Simon Geale, Executive Vice President at Proxima

Mexico, despite topping the index’s overall risk score, remains the US’s biggest trade partner. Simon notes that “this does not mean do not buy from Mexico, far from it, it means understand the trade-offs and factor them into your commercial strategy and decisioning."

Reindustrialisation is also on the rise. Strategic onshoring is gaining attention, particularly in high-value sectors. 

Investment in this area is set to reach US$4.7tn in 2025, up from US$3.4tn in 2024. Most executives now view reindustrialisation as more important than short-term profit.

Digitisation is accelerating across supply chains, with tools like AI, automation and digital twins enabling real-time risk monitoring and smarter sourcing choices. 

Sustainability is another growing focus. According to a global survey from 2024, 70% of companies now prioritise environmental goals when selecting suppliers. However, while Europe enforces robust legislation, the US shows mixed progress.
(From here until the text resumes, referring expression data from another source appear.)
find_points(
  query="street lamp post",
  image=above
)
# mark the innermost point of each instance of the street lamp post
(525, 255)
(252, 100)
Lastly, resilience is now a priority, replacing the former focus on cutting costs. Companies are beginning to measure value through predictability and strategic control rather than just bottom-line savings.

In 2025, sourcing decisions are shaped by the different facets of volatility and uncertainty in the global marketplace (Credit: Proxima)
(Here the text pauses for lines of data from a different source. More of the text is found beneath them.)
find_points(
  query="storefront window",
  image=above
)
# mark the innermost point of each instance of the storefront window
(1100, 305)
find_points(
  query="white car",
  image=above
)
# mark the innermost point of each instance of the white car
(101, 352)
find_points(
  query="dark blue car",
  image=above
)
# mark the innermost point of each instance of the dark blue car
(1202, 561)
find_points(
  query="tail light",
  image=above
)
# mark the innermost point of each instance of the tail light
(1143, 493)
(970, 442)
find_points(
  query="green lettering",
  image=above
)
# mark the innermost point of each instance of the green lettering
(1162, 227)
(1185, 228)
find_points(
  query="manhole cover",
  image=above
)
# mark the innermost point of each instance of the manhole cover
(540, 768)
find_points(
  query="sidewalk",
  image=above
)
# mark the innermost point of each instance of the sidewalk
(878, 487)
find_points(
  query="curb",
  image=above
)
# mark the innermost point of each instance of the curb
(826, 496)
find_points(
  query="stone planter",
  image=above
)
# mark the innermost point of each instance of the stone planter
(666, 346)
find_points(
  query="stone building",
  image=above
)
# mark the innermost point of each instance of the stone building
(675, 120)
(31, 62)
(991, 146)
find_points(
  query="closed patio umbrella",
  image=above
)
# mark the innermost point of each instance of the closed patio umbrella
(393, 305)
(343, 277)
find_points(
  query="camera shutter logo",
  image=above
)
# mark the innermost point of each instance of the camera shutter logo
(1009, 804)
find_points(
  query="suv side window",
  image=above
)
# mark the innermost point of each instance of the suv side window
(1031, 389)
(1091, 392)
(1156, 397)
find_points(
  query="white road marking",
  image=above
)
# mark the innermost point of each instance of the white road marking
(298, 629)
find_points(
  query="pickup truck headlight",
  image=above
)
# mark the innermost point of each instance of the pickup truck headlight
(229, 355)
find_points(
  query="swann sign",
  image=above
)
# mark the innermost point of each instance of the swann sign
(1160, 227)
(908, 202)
Trade realignment, not retreat

Globalisation may be slowing, with international trade as a share of global GDP levelling off, but interdependence between nations and markets remains strong. 
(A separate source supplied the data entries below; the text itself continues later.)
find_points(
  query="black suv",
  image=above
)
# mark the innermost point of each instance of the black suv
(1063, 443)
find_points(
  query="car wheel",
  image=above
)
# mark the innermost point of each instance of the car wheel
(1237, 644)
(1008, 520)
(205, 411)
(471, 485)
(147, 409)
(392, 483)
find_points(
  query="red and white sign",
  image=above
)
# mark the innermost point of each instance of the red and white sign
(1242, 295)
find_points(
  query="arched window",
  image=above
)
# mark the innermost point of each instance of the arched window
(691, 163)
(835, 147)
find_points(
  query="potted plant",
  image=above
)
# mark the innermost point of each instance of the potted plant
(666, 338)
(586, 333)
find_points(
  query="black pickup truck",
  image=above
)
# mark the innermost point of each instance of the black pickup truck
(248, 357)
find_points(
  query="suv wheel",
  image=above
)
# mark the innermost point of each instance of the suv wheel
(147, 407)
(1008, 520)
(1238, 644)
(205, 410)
Every major region continues to depend on imports for at least 25% of its essential materials, goods or services. Both the International Monetary Fund and the World Trade Organisation still expect steady year-on-year growth in trade, indicating realignment and not retreat.

Simon highlights several key lessons from the index: "At an aggregate level the top five countries in the index are Mexico, Turkey, the Philippines, India and Russia. Russia aside, these four are key beneficiaries of the current and expected reorientation of supply chains, a lot of investment is going into them.

"The global sourcing risk index tells us that while they may have huge economic advantages, they are definitely not without risk,” he adds. “If we are trading one set of risks for another, we must understand why this is the right course of action, something we can do through strategy and sourcing. Reports suggest that a majority of CEOs are now looking to embed greater resilience at the expense of short-term profitability."

Simon concludes by urging leaders to think carefully about who their supply chain partners are: "When we talk about reducing reliance on more risky locations, who is your plus-one? When we talk about friendshoring, who is your friend? Leaders should recognise that there is risk in every supply decision and seek to understand what those risks are, and if further strategies are required to sit alongside new or existing supply arrangements.

"We have always been aware of risk as part of sourcing decisions, but as the world becomes more volatile, it should get greater consideration in strategic conversations around supply."